GoogleのSRE本の続編(?)「インシデントの解剖学」を読んだ

最近よく聞いているSRE系のポッドキャスト e34.fmのep17で紹介されてた、GoogleのSRE本シリーズの最新作(?)「Anatomy of an Incident(インシデントの解剖学)」を読んだメモ。ポストモーテム(検死解剖)から展開して、Anatomyは解剖学というわけだ。

sre.google

本書は書籍の体裁をとっているが、無料でPDF/EPUB/MOBIがダウンロードできる。O'reillyのサブスクにも収録されている。
learning.oreilly.com

全般的な感想

インシデント管理に特化した最新のまとめ小文書という印象。インシデント管理の周辺は適応課題というか悩ましいことが多いので興味深い。GoogleのSRE本やエンジニアリング本は良い本なんだけど、インシデント管理まわり以外の話題も多くて読むのも骨だから本書を手始めにすると良さそう。一方で、あまりディープなことが書かれているわけではない。

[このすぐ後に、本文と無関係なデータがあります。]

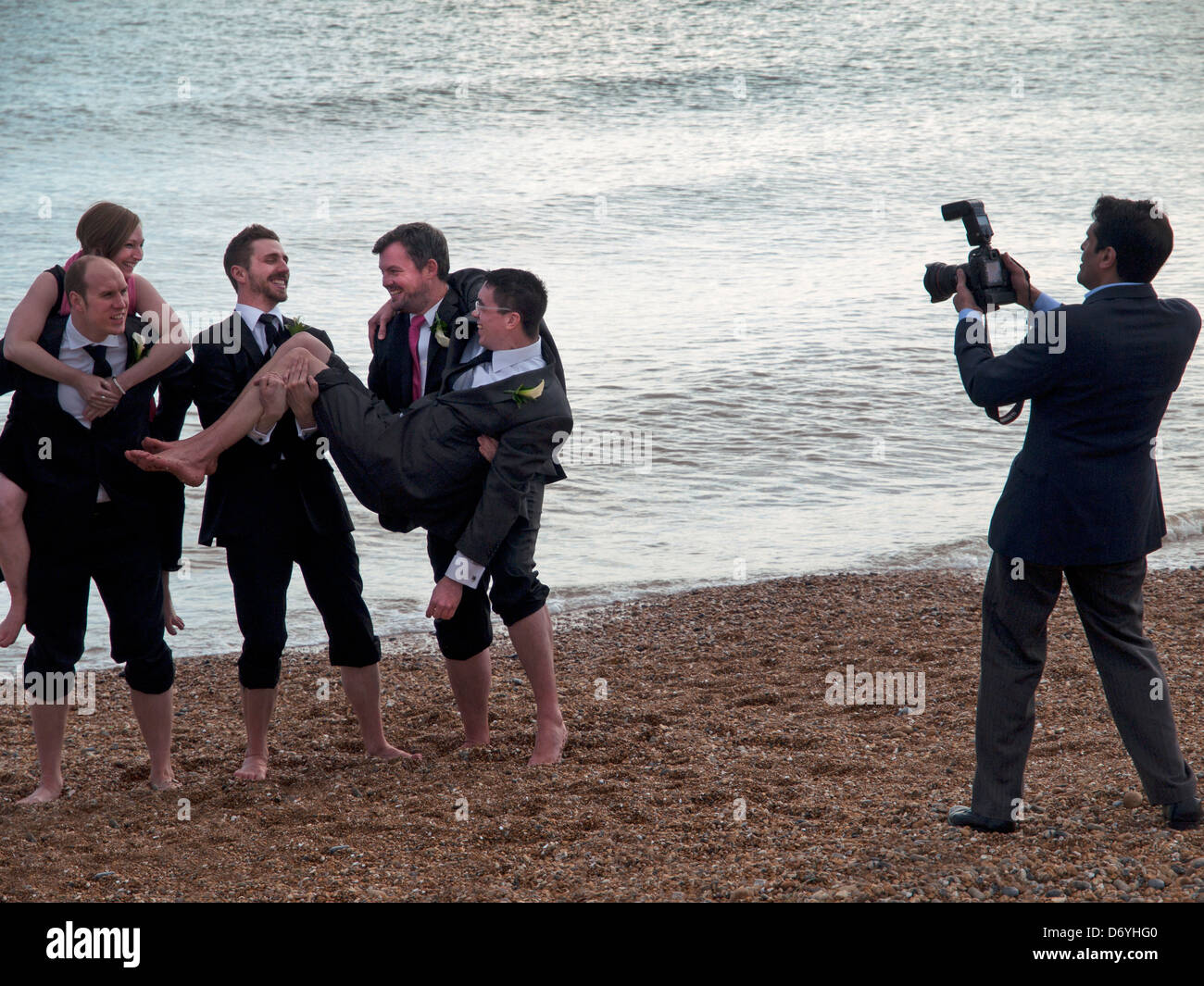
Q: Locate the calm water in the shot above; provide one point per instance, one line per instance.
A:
(731, 204)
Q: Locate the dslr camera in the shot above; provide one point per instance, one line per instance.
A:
(985, 272)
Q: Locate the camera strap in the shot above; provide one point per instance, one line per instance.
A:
(1008, 417)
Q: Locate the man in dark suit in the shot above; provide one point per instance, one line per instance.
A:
(432, 329)
(273, 502)
(424, 468)
(1083, 497)
(91, 517)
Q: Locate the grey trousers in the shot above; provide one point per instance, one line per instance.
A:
(1014, 616)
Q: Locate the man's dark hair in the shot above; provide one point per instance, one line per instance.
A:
(422, 243)
(239, 251)
(520, 292)
(1138, 231)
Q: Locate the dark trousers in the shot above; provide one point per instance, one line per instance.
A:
(260, 571)
(120, 553)
(516, 593)
(1014, 614)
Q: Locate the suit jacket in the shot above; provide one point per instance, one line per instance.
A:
(390, 372)
(425, 468)
(259, 490)
(1084, 489)
(63, 461)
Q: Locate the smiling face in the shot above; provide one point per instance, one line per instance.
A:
(412, 289)
(101, 309)
(1097, 265)
(131, 252)
(264, 281)
(495, 329)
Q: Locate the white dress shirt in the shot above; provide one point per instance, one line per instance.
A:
(251, 317)
(424, 340)
(73, 354)
(506, 363)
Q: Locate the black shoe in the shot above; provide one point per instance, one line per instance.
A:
(1183, 814)
(962, 815)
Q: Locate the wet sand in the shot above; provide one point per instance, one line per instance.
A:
(703, 764)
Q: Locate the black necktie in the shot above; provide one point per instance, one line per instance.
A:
(275, 333)
(99, 363)
(481, 357)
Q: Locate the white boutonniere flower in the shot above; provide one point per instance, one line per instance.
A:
(524, 393)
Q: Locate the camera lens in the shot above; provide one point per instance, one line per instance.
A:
(940, 281)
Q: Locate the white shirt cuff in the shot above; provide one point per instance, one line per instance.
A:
(465, 571)
(259, 437)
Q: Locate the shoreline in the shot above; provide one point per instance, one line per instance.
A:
(702, 764)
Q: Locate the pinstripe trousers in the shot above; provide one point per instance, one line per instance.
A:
(1014, 640)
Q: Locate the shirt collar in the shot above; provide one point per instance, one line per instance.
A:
(504, 357)
(430, 315)
(72, 339)
(1114, 284)
(249, 315)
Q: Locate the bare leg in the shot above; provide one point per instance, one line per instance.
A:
(470, 685)
(362, 688)
(49, 726)
(257, 712)
(192, 459)
(13, 556)
(153, 713)
(533, 642)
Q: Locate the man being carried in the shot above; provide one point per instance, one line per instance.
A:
(87, 519)
(422, 468)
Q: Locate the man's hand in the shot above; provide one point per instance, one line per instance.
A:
(488, 447)
(301, 390)
(445, 600)
(1026, 293)
(100, 395)
(378, 323)
(272, 400)
(962, 296)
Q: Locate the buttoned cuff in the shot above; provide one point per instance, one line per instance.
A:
(259, 437)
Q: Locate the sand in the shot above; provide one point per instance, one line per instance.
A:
(703, 764)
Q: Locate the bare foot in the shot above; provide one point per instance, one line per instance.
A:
(549, 743)
(173, 457)
(44, 793)
(253, 768)
(12, 625)
(388, 753)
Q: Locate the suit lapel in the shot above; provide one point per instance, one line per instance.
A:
(437, 356)
(248, 344)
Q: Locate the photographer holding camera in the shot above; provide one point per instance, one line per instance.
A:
(1082, 497)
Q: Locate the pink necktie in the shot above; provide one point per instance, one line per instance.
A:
(416, 327)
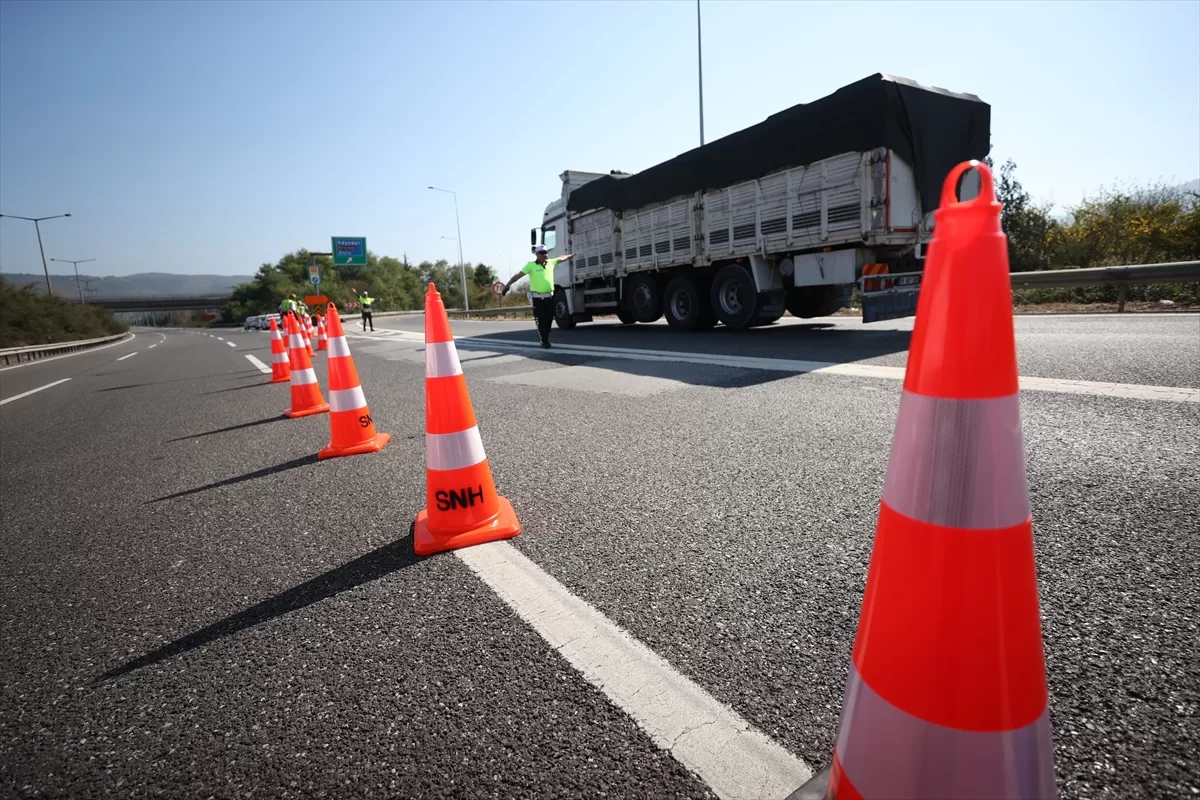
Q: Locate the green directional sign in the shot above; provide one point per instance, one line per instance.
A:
(349, 251)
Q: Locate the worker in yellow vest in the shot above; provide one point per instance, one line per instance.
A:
(366, 300)
(541, 288)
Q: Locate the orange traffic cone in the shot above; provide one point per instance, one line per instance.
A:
(947, 689)
(280, 368)
(349, 419)
(462, 505)
(305, 392)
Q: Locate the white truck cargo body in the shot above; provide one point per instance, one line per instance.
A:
(798, 238)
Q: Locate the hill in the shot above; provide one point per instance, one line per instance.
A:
(143, 284)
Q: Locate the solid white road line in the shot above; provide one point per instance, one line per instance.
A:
(55, 358)
(705, 735)
(33, 391)
(1095, 388)
(262, 367)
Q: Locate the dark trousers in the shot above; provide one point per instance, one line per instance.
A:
(544, 312)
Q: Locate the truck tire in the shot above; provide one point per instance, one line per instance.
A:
(643, 299)
(735, 296)
(563, 311)
(687, 306)
(814, 301)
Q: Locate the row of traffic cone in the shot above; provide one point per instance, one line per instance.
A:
(462, 506)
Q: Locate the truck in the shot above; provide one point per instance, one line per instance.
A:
(796, 214)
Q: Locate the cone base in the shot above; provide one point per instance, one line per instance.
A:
(370, 445)
(307, 411)
(503, 525)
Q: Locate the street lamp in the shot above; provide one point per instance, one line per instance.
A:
(78, 286)
(49, 289)
(462, 268)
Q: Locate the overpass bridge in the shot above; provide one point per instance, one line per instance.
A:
(135, 305)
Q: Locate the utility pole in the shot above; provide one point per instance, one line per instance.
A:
(76, 264)
(49, 289)
(700, 62)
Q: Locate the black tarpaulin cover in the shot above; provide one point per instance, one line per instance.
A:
(930, 128)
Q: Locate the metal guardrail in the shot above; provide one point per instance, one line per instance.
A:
(34, 352)
(1102, 276)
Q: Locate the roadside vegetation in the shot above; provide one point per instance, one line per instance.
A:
(30, 318)
(394, 283)
(1149, 224)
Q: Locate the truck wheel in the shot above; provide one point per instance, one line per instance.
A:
(562, 311)
(735, 296)
(814, 301)
(643, 299)
(685, 305)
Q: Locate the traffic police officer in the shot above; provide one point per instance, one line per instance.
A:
(541, 288)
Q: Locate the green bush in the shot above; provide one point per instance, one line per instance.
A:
(30, 318)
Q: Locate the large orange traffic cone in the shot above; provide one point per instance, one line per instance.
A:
(947, 689)
(281, 370)
(305, 392)
(462, 505)
(352, 429)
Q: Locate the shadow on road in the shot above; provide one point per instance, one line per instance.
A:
(228, 376)
(376, 564)
(821, 342)
(232, 427)
(229, 481)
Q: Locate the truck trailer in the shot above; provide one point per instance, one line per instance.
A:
(793, 214)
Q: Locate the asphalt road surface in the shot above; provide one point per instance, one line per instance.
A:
(191, 605)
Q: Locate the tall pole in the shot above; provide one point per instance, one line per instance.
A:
(462, 266)
(700, 61)
(46, 269)
(78, 284)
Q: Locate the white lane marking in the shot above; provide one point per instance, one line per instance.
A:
(55, 358)
(1095, 388)
(33, 391)
(262, 367)
(708, 738)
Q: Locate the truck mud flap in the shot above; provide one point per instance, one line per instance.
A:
(892, 305)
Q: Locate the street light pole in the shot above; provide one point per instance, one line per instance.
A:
(700, 61)
(78, 286)
(462, 266)
(46, 269)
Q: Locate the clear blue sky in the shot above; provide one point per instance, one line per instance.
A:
(211, 137)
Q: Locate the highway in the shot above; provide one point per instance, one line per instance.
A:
(193, 606)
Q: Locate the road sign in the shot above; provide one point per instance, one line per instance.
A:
(349, 251)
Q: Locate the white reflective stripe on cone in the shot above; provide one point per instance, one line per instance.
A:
(442, 360)
(301, 377)
(347, 400)
(447, 451)
(339, 348)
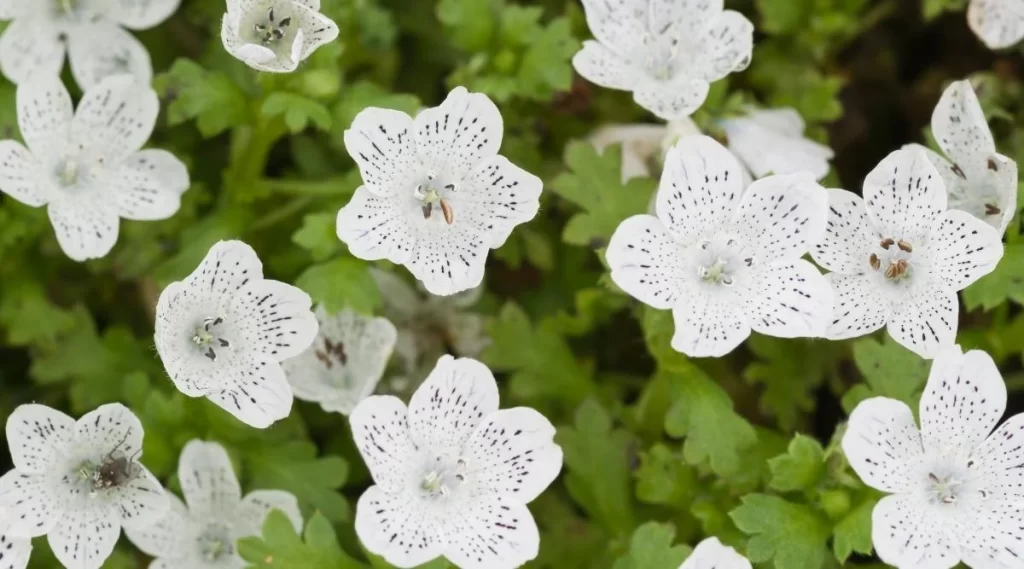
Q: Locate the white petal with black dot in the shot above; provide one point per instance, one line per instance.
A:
(899, 257)
(274, 36)
(453, 473)
(204, 533)
(86, 166)
(726, 262)
(78, 482)
(667, 54)
(436, 194)
(955, 484)
(223, 332)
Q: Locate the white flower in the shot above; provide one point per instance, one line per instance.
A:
(436, 193)
(92, 33)
(725, 261)
(667, 53)
(222, 333)
(453, 473)
(999, 24)
(203, 534)
(78, 482)
(275, 35)
(979, 180)
(345, 362)
(899, 256)
(957, 487)
(772, 142)
(86, 166)
(711, 554)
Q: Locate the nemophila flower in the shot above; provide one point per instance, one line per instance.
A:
(999, 24)
(202, 532)
(453, 473)
(91, 32)
(772, 142)
(667, 53)
(899, 256)
(345, 361)
(725, 261)
(78, 482)
(86, 166)
(222, 333)
(275, 35)
(956, 486)
(979, 180)
(436, 195)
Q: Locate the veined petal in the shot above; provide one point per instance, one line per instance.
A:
(397, 527)
(148, 185)
(925, 319)
(513, 453)
(457, 396)
(700, 188)
(963, 401)
(208, 480)
(883, 444)
(38, 437)
(647, 263)
(453, 139)
(780, 217)
(905, 197)
(787, 300)
(906, 533)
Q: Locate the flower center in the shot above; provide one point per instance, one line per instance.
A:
(208, 339)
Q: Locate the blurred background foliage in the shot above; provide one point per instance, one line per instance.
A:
(659, 450)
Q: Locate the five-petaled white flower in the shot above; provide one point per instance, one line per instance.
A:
(275, 35)
(667, 53)
(345, 362)
(223, 332)
(979, 180)
(724, 261)
(92, 33)
(957, 487)
(78, 482)
(203, 534)
(772, 141)
(453, 473)
(436, 193)
(999, 24)
(899, 256)
(86, 166)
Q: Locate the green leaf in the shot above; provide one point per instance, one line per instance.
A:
(793, 536)
(650, 548)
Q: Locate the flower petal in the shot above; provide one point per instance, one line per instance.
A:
(787, 300)
(883, 444)
(513, 453)
(380, 429)
(700, 188)
(905, 197)
(925, 319)
(647, 263)
(965, 249)
(148, 185)
(780, 217)
(208, 481)
(38, 437)
(397, 528)
(491, 532)
(454, 138)
(457, 396)
(849, 238)
(906, 533)
(381, 142)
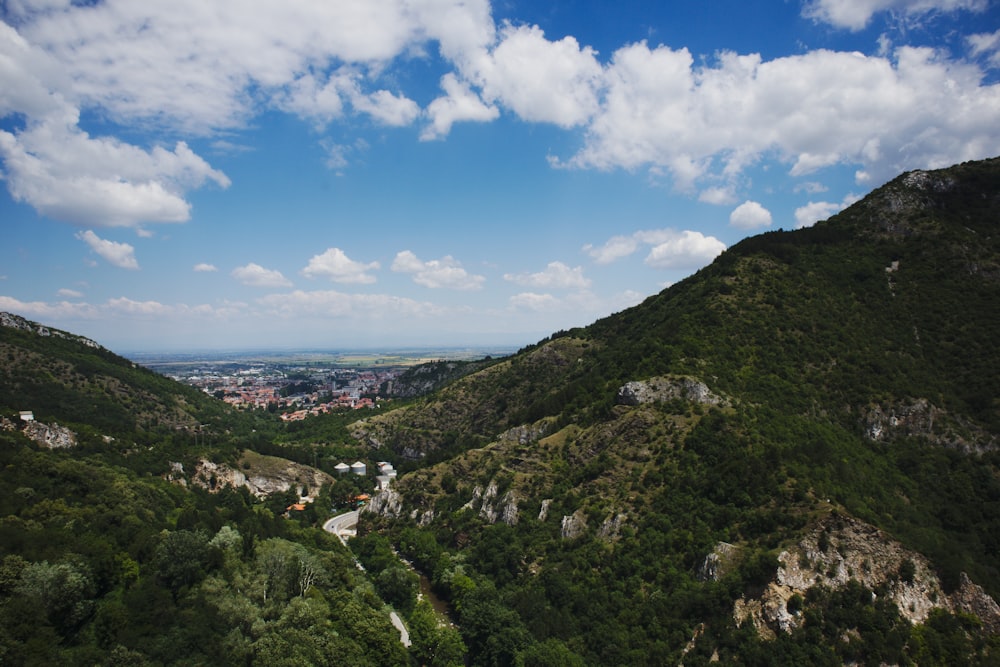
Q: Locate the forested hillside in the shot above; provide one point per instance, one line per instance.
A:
(114, 551)
(790, 457)
(739, 466)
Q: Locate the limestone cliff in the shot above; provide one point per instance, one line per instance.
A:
(840, 549)
(262, 475)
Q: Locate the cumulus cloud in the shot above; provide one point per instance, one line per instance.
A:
(255, 275)
(541, 80)
(338, 267)
(750, 215)
(534, 302)
(459, 103)
(687, 250)
(855, 14)
(813, 212)
(203, 69)
(986, 45)
(121, 255)
(437, 273)
(555, 276)
(613, 249)
(669, 249)
(814, 110)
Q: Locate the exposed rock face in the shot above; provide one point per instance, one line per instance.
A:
(262, 475)
(972, 599)
(543, 512)
(717, 563)
(52, 436)
(387, 503)
(611, 527)
(918, 417)
(527, 433)
(573, 526)
(661, 389)
(492, 508)
(18, 322)
(841, 549)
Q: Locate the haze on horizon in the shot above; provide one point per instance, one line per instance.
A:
(385, 174)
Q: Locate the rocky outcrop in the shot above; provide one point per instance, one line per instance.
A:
(262, 475)
(387, 503)
(52, 436)
(528, 433)
(573, 526)
(492, 508)
(919, 418)
(840, 549)
(17, 322)
(611, 527)
(970, 598)
(719, 562)
(662, 389)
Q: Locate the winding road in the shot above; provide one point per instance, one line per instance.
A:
(345, 526)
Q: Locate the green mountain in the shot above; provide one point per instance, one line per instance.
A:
(788, 458)
(128, 538)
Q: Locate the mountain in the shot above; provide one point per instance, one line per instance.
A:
(138, 526)
(61, 376)
(789, 457)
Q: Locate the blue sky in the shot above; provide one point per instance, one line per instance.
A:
(181, 174)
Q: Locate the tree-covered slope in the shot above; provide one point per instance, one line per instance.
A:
(67, 378)
(113, 550)
(806, 388)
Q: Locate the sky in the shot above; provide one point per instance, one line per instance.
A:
(180, 175)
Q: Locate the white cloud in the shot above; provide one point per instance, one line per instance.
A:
(121, 255)
(717, 195)
(540, 80)
(855, 14)
(49, 312)
(669, 249)
(534, 302)
(555, 276)
(750, 215)
(985, 44)
(255, 275)
(437, 273)
(338, 267)
(459, 103)
(663, 112)
(613, 249)
(813, 212)
(687, 250)
(67, 175)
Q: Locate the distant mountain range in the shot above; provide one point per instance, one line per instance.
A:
(808, 387)
(791, 457)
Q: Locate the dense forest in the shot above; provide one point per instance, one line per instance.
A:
(791, 457)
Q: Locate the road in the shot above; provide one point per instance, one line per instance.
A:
(345, 526)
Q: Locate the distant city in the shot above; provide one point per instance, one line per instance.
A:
(298, 384)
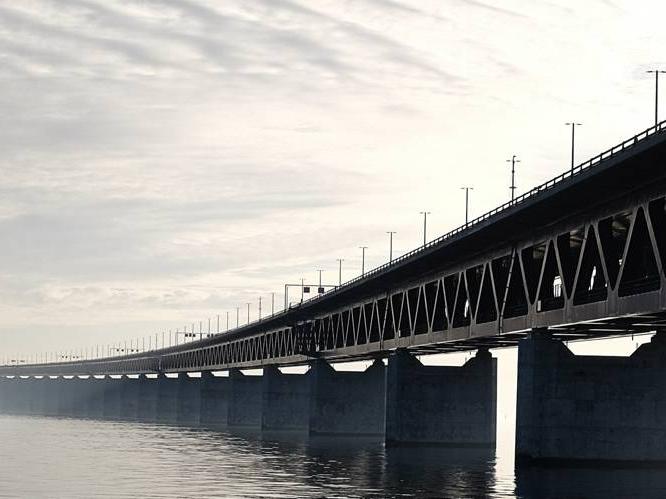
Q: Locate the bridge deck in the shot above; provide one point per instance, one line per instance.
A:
(599, 222)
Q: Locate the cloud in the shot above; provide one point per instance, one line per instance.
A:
(166, 160)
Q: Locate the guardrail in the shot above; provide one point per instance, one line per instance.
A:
(596, 160)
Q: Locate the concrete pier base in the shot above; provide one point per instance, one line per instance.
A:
(129, 405)
(167, 399)
(245, 396)
(148, 396)
(51, 396)
(441, 405)
(285, 401)
(112, 388)
(590, 408)
(96, 397)
(189, 399)
(350, 403)
(214, 399)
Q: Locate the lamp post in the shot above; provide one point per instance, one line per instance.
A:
(467, 189)
(362, 248)
(513, 162)
(573, 126)
(390, 233)
(425, 221)
(656, 93)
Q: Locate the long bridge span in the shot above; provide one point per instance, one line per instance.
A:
(580, 256)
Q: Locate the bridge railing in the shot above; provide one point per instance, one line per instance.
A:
(594, 161)
(573, 172)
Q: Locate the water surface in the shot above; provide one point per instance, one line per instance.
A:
(72, 458)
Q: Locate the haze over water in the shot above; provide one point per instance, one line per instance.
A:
(69, 458)
(78, 458)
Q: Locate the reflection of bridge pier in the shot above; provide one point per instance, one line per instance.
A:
(582, 255)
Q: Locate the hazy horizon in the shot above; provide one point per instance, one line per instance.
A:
(167, 163)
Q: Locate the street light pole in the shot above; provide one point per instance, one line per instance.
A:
(656, 93)
(363, 248)
(390, 233)
(513, 162)
(573, 125)
(467, 189)
(425, 221)
(319, 271)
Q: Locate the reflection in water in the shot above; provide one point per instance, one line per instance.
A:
(590, 483)
(70, 458)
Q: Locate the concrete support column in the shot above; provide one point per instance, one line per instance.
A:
(148, 397)
(10, 393)
(590, 408)
(113, 399)
(51, 396)
(96, 389)
(167, 399)
(245, 400)
(129, 409)
(442, 405)
(5, 395)
(66, 397)
(189, 399)
(285, 400)
(214, 399)
(349, 403)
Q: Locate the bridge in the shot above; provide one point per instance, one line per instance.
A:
(577, 257)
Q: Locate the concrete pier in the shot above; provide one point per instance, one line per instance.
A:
(590, 408)
(148, 396)
(112, 388)
(129, 406)
(245, 399)
(214, 399)
(167, 399)
(285, 401)
(441, 404)
(96, 397)
(189, 399)
(349, 403)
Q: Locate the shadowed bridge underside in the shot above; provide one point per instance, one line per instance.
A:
(583, 255)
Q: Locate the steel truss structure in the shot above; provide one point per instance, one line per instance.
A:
(585, 257)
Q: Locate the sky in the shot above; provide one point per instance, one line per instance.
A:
(164, 162)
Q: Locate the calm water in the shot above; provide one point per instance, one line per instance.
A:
(68, 458)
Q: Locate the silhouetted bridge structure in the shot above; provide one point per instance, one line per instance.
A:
(580, 256)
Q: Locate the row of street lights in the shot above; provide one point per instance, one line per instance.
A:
(122, 349)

ちなみに、インシデント発生時の対処方法であるインシデントコマンドシステム(本書でも推奨されている)について興味があれば「システム障害対応の教科書」がとてもよかったのでオススメしておく。

システム障害対応の教科書

興味深いと思ったのは、インシデント対応メンバーの燃え尽き症候群を防止するために、ものすごく配慮をしているという点だ。Googleではパンデミック以降に大きなインシデントの増大があったそうだが、そのあたりの学びが反映されているのだろうか。対応期間も3日以内と制限され、様々なケア(事前の訓練も含まれる)がほどこされている。確かに現代においてはエンジニアが最も重要かつ希少なリソースであるため、ここを守ることに注力するのは正しいような気がする。

各章に関する覚え書き

1. Introduction(はじめに)

  • 失敗は避けられない。変化は常に予想できない。よって準備が重要
  • COVID-19パンデミックによってGoogleはインシデントの増大にさらされたが、10年以上にわたるインシデント管理への投資によってサービスの提供の継続ができた
  • Googleにおけるインシデントの定義:単独で処理できずエスカレーションされたもの、即時要対応、組織的な対応が必要
  • インシデント管理ライフサイクル:準備、応答、緩和と回復

2. Practicing Incident Response Readiness (Preparedness) インシデントレスポンスの準備

3. Scaling Incident Management (Response) 大規模インシデント管理

  • 階層的なレスポンダー:コンポーネントレスポンダーとSoSレスポンダー
  • Googleにおける2種類のSoSレスポンダー:Product focused IRTと、Tech IRT
  • 共通プロトコル、信頼、尊重、透明性
  • バーンアウト対策:対応期間の制限(3日以内)で人を守る

4. Mitigation and Recovery 緩和策と回復方法

5. Postmortems and Beyond ポストモーテムおよびその後

  • "Googleでは、Ben Treynor Slossが四半期ごとに「Google’s Greatest Hits and Misses」というレポートを発行して、過ちから学ぶことができる力を与える文化を育んでいます"
    • 読みてぇ!が、ちょっと調べた感じでは公開はされていないっぽい
  • ポストモーテムでは、インシデントにおける根本原因とトリガーを区別する
  • システム思考(holistic systems thinking)

6. The Mayan Apocalypse: A Real-World Example マヤの黙示録(現実の例)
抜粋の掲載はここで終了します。